Hırsızlık Suçunda HAGB Mümkün mü?Cezanın Ertelenmesi Mümkün mü?
Kısa süreli hapis cezaları için kanun, Hükmün Açıklanmasının Geri Bırakılması (HAGB) ve Cezanın Ertelenmesi gibi alternatif kurumlar öngörmektedir. Bu kurumlar, müvekkilin cezaevine girmesini engelleyebilecek en önemli mekanizmalardır. Aykut Gönül, bu imkanı açıkça belirtir: “…sonuç cezası tespit edilen faile verilen sonuç ceza hakkında aranan koşullar mevcutsa TCK.50 ve 51’nci maddelerinde düzenlenen seçenek yaptırımlar ve erteleme kurumu ile 5271 sayılı Ceza Muhakemesi kanununda yer alan hükmün açıklanmasının geri bırakılması kurumlarından biri, fail hakkında en lehine olana öncelik verilmek suretiyle uygulanabilecektir.”
HAGB (CMK m. 231): Sanığa verilen ceza 2 yıl veya daha az süreli hapis veya adli para cezası ise, sanığın daha önce kasıtlı bir suçtan mahkum olmaması ve yeniden suç işlemeyeceği kanaati oluşması gibi şartlarla, hükmün açıklanması 5 yıl süreyle geri bırakılabilir.
Cezanın Ertelenmesi (TCK m. 51): İşlediği suçtan dolayı 2 yıl veya daha az süreyle hapis cezasına mahkûm edilen kişinin cezası ertelenebilir. Bu kurumun uygulanabilmesi için de sanığın daha önce kasıtlı bir suçtan dolayı üç aydan fazla hapis cezasına mahkûm edilmemiş olması gerekir.

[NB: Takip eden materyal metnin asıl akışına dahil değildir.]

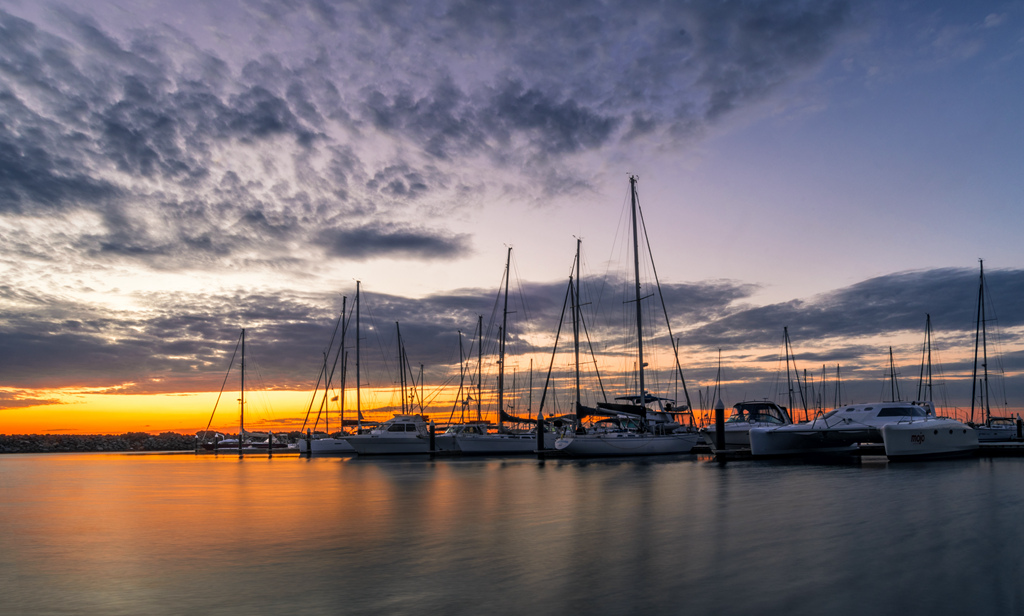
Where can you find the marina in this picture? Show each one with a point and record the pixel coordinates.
(161, 534)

Basit hırsızlık suçlarında bu kurumların uygulanması oldukça yaygındır ve savunmanın öncelikli hedeflerinden biridir. Bir Yargıtay kararında, “…hükmolunan cezanın tür ve süresine göre hükmün açıklanmasının geri bırakılıp bırakılmayacağı hususunun değerlendirilmesinde zorunluluk bulunması, Bozmayı gerektirmiş…” denilerek bu zorunluluk vurgulanmıştır (Yargıtay 2. CD, 2013/36615 E., 2014/2992 K.). Ancak sanığın kasıtlı bir suçtan kesinleşmiş mahkumiyetinin bulunması (Yargıtay 6. CD, 2009/25604 E., 2013/3774 K.) veya zararı gidermemesi gibi nedenler bu kurumların uygulanmasına engel teşkil edebilir.

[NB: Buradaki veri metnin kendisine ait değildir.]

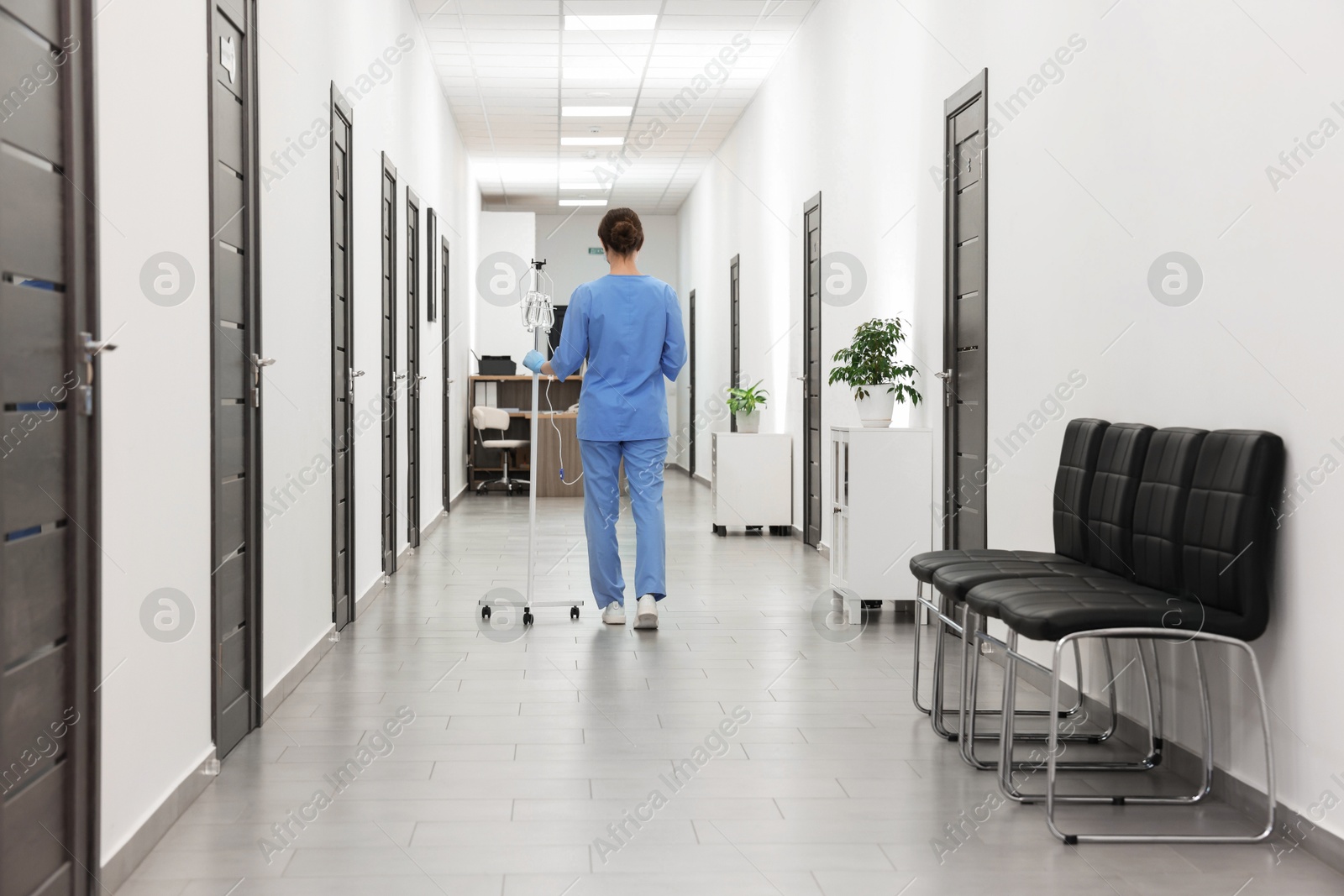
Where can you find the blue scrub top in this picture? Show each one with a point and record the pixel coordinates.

Hırsızlık Suçunda Cezayı Artıran Nitelikli Haller
TCK’nın 142. maddesi, hırsızlık suçunun işleniş biçimi, yeri veya konusu itibarıyla daha tehlikeli ve toplum düzenini daha fazla sarsıcı kabul edilen halleri düzenlemiş ve bu durumlar için çok daha ağır cezalar öngörmüştür. Bu hallerin varlığı, davanın seyrini tamamen değiştirir. Nitelikli haller şunlardır:
Bina veya eklentileri içinde işlenmesi (TCK m. 142/1-b): İşyeri, konut gibi yerlerden yapılan hırsızlıklar bu kapsama girer.
Kilitlenmek suretiyle muhafaza altına alınmış eşya hakkında işlenmesi (TCK m. 142/1-b): Sadece direksiyon kilidiyle kilitlenmiş bir motosikletin çalınması dahi bu kapsamda değerlendirilebilmektedir (Yargıtay 2. CD, 2013/7343 E., 2013/29750 K.).

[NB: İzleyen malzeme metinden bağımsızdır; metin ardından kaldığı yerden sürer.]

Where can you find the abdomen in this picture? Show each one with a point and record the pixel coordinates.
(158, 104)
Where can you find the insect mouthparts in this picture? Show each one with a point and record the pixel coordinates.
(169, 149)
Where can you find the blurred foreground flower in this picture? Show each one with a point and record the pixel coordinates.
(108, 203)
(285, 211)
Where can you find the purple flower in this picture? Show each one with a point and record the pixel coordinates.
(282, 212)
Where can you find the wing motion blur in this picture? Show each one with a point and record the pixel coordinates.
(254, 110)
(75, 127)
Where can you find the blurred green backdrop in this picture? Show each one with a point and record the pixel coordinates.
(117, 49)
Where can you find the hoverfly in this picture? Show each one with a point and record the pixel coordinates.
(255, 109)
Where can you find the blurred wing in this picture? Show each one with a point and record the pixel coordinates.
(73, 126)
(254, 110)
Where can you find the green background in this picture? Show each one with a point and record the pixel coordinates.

Kişinin malını koruyamayacak durumda olmasından veya ölmesinden yararlanarak işlenmesi (TCK m. 142/2-a): Failin, maktulü öldürdükten sonra ortaya çıkan hırsızlık kastıyla üzerinden para alması, bu nitelikli hali oluşturur (Yargıtay CGK, 2013/539 E., 2014/253 K.).
Elde veya üstte taşınan eşyanın çekip alınması (Kapkaç) (TCK m. 142/2-b): Ancak her çekip alma eylemi kapkaç sayılmaz; fiilin özel bir beceri veya ani bir hareketle işlenmesi gerekir (Yargıtay CGK, 2007/210 E., 2007/234 K.).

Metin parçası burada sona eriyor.